Fresh Pond Reservation consists of a 155-acre (627,000 m²) kettle hole lake, and 162 acres (656,000 m²) of surrounding land, with a 2.25 mile (3.6 km) perimeter road popular with walkers, runners and cyclists, and a nine-hole golf course. Part of the Watertown–Cambridge Greenway, a rail trail on the alignment of the former Watertown Branch Railroad, runs along the east side of the pond.
Early history
Native Americans used the pond for fishing and drinking water for several thousand years. Starting in the seventeenth century colonists fished for alewives using fishing weirs in Alewife Brook (which passed through the swamps to the north of Fresh Pond) following the Native Americans' methods. The colonists also used the fields around Fresh Pond for growing hay, and they hunted ducks in the Pond. In the eighteenth century, settlers started farms to the south, west and north of the Pond. In 1796 Jacob Wyeth constructed the Fresh Pond Hotel to the east of the Pond on land that is now part of Kingsley Park. In 1798 a wealthy resident constructed a country estate north of the pond on Black's Nook. In the early 1800s clay was removed from the swamps surrounding Fresh Pond for use in the brick making industry.
Water and ice
In the mid-19th century, the Pond was privately owned and home to a flourishing ice-harvesting industry, with ice shipped as far as Europe, China, and India. Entrepreneurs began cutting ice from Fresh Pond in the 1820s. The horse-drawn Charlestown Branch Railroad expanded to connect the Fresh Pond icehouses of Frederic Tudor, Addison Gage, and Nathaniel J. Wyeth with several wharves in Charlestown. The first ice shipment was in December 1841. The railroad would later get steam locomotives and become part of the Fitchburg Railroad.

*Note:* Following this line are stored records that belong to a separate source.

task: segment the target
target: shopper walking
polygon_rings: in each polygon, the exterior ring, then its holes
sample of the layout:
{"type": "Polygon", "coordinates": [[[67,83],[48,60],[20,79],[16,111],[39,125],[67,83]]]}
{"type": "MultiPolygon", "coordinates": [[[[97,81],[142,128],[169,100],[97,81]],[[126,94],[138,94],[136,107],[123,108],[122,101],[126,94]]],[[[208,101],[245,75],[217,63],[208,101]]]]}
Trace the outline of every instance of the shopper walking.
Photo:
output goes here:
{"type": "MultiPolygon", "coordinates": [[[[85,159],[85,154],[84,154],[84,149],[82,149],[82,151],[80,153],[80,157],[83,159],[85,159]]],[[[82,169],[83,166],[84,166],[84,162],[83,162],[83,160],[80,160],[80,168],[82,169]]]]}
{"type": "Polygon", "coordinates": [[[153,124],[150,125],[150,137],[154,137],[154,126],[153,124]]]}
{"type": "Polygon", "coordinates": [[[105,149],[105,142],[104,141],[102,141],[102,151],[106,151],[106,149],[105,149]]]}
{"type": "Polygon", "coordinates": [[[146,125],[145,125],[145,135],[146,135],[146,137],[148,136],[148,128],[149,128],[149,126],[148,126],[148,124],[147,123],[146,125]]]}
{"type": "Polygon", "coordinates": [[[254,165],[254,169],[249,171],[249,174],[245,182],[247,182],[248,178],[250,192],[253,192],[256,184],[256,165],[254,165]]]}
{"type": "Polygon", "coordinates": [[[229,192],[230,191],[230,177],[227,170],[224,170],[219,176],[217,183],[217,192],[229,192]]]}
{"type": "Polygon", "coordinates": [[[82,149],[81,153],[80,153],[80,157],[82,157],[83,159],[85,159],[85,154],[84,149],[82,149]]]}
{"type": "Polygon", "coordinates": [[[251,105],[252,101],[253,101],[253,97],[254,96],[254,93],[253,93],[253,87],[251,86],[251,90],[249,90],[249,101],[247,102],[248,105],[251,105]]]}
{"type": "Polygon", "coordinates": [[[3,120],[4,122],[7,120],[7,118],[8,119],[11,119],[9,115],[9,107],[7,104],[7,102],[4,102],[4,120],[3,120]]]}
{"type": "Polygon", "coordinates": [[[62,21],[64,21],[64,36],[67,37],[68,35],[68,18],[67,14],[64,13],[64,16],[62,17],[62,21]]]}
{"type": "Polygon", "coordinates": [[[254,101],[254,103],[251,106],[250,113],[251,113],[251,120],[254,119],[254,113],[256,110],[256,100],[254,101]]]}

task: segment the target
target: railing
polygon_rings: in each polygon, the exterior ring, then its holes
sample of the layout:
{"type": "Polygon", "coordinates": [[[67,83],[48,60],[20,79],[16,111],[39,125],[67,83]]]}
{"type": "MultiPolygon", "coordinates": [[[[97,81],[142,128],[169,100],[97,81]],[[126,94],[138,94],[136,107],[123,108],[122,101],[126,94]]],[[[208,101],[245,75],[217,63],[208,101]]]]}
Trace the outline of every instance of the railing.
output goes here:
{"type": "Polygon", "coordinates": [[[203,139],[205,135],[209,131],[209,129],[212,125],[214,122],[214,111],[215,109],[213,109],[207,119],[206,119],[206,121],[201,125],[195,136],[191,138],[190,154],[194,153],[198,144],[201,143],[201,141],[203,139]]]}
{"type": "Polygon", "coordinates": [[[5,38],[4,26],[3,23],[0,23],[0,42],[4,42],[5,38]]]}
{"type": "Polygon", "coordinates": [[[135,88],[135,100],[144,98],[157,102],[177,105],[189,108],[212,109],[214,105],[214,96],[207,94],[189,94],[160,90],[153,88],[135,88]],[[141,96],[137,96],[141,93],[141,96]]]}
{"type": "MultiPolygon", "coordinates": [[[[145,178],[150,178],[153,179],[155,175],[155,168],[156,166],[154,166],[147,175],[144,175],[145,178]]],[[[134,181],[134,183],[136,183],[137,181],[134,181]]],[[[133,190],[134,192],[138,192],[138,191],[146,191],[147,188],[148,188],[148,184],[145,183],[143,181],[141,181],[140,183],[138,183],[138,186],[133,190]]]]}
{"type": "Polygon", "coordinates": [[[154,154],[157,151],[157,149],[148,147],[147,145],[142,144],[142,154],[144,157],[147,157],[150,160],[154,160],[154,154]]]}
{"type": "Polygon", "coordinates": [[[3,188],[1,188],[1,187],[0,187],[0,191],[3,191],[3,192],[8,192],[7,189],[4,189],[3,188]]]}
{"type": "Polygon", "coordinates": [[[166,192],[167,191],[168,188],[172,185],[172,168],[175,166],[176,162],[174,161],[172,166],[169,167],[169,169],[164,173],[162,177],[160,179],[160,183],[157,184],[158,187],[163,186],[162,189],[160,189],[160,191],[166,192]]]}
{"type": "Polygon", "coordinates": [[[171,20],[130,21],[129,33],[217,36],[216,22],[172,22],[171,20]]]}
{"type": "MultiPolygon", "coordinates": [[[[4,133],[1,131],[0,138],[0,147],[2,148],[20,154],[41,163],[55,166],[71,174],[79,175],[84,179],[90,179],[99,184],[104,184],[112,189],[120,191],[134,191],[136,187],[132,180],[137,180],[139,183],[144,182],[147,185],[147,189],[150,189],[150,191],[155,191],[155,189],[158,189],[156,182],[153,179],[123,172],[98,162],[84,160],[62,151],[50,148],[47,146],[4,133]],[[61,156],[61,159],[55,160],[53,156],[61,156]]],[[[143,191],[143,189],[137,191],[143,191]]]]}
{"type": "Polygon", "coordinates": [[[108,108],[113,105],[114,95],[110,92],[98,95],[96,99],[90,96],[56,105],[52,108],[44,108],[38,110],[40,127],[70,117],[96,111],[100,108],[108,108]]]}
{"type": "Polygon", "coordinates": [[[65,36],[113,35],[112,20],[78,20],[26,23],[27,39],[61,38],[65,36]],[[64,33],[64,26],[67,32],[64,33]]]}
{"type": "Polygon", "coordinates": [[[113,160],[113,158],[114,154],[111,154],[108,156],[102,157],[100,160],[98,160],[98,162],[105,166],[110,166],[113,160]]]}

In 1856, a private company began supplying its customers with drinking water from the Pond. In 1865 the business came under city ownership. By the end of the century the Pond and the land surrounding it was entirely city-owned, and an elaborate public water supply system had been developed.
Fresh Pond is part of the overall Cambridge water system. Its water is fed to the pond via an aqueduct from the Hobbs Brook and Stony Brook Reservoirs, located in Lexington, Lincoln, Waltham and Weston, Massachusetts. After purification at the Walter J. Sullivan Water Treatment Facility adjacent to Fresh Pond, the water is pumped upwards to the underground Payson Park Reservoir in Belmont. From there it flows back to Cambridge, with gravity providing the pressure to distribute drinking water to residents and businesses.